Use-casesCommunity
Fast Deploy NebulaGraph Cluster with Docker Swarm
This article is written by Henson Wu from SeeYII, a financial service technology company It is originally published on the NebulaGraph forum:https://discuss.nebula-graph.io/t/fast-deploy-nebula-graph-cluster-with-docker-swarm/693
This post describes in detail how to deploy a NebulaGraph cluster with Docker Swarm.
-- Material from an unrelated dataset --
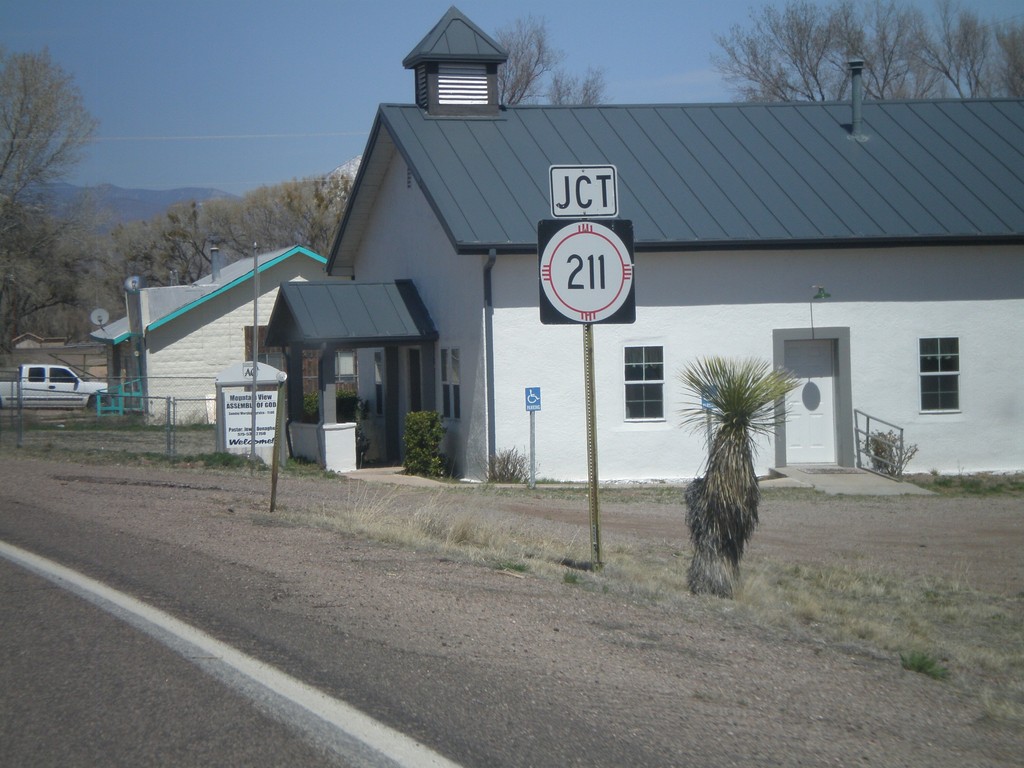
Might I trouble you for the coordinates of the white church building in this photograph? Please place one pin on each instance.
(876, 249)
Deploy a NebulaGraph Cluster
2.1 Environment Preparation
Prepare hosts as below.
ip | Memory (GB) | CPU (# of Cores) |
---|---|---|
192.168.1.166 | 16 | 4 |
192.168.1.167 | 16 | 4 |
192.168.1.168 | 16 | 4 |
Please make sure that Docker has been installed on all the machines.
2.2 Initialize the Swarm Cluster
Execute the commands below on the host 192.168.1.166:
$ docker swarm init --advertise-addr 192.168.1.166
Swarm initialized: current node (dxn1zf6l61qsb1josjja83ngz) is now a manager.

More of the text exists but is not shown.